Я жру бумажку с этим адресом, чтобы, если повяжут, не нашли наводчика, и вхожу в квартиру, аккуратно оставляя в прихожей обувь и завёрнутый тряпкой сбитый замок — не намного сложнее шпингалета, как меня и предупреждали.
Мне, откровенно говоря, насрать, кого мне сегодня заказали, обычно я не интересуюсь их чёртовой биографией, но на счёт этого типа слышал, что у него в кармашке Нобелевская премия и, это самое, будущее человечества между рук. Хотя я уже сказал, мне не важно, я просто делаю свою работу.
Осматриваюсь. Всё путём, по плану: он дома один, никого нет. По квартире не скажешь, что лауреат, грязно тут, как в чулане у старухи. Смешно мне смотреть на этих
учёных: всё-то у них есть — и деньги, и мозги, и слава, а пол лишний раз помыть не умеют. Мне бы столько бабок, сколько у этого хрена, я бы в таком гадюшнике срать бы не сел, не то что жить. Взял бы себе дом нормальный, всё по стандартам, жил бы с музыкой, и убирать бы ко мне красивая баба приходила. Ну, хотя мне ещё десяток заказов, и все мечты мои сбываться начнут.
А у этого козла что? Лыжи советские в прихожей небось сорок лет пыль собирают. Тряпки по углам валяются, карта на стене драная. Паутина с потолка свисает — вообще край! Свинья обыкновенная этот ваш профессор.
Две комнаты обыскиваю, его пока не нахожу. Всё смотрю, хотя глаза бы мои на это не глядели: всюду тот же хлам. Ничего стараюсь не касаться, хоть и в перчатках, чтобы пальчиков не оставлять, просто вся эта грязь
неприятна. В сортир, чёрт меня дери, заглянул, в ванную, в кухню тараканную — никого. Значит, он в дальней комнате, которая без окна, больше негде. Тяну на себя дверь. Так и есть, сидит. В кресле сидит и прямо на меня смотрит своими дохлыми глазёнками, через свои дешёвые очки.
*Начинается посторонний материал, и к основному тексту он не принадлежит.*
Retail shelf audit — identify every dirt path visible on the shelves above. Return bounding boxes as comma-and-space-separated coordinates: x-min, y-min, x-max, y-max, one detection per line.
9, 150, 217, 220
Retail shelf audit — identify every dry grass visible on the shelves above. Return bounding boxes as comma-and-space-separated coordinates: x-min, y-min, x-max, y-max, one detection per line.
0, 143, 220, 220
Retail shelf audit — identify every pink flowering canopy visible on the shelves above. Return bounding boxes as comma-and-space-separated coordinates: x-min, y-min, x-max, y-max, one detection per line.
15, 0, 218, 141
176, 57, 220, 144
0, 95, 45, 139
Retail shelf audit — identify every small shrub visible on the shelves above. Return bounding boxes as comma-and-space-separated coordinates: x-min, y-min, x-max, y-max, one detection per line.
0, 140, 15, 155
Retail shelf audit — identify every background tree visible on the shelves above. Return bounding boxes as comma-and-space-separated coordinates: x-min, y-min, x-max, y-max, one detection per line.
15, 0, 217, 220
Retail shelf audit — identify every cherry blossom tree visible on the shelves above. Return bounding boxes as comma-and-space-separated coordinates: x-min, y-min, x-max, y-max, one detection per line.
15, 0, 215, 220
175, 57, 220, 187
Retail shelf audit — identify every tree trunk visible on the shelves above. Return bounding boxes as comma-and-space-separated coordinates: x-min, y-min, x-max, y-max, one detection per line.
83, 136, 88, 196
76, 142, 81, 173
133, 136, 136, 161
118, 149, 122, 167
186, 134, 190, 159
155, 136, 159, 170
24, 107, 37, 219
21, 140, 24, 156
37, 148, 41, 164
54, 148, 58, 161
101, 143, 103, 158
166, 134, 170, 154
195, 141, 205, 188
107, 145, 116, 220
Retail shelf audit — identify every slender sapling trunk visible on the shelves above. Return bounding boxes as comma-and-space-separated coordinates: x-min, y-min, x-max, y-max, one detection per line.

Мухи топчутся по его плеши, а уж вонь здесь такая, что ни слова о ней не скажу, а точно сблюю. От приступа
мужик подох, не иначе, денька эдак два назад. Мерзко с мертвяками иметь дело, но такова уж моя работёнка.
Стягиваю с рук перчатки, теперь-то нужно.
Пора воскрешать.



Юкка Малека.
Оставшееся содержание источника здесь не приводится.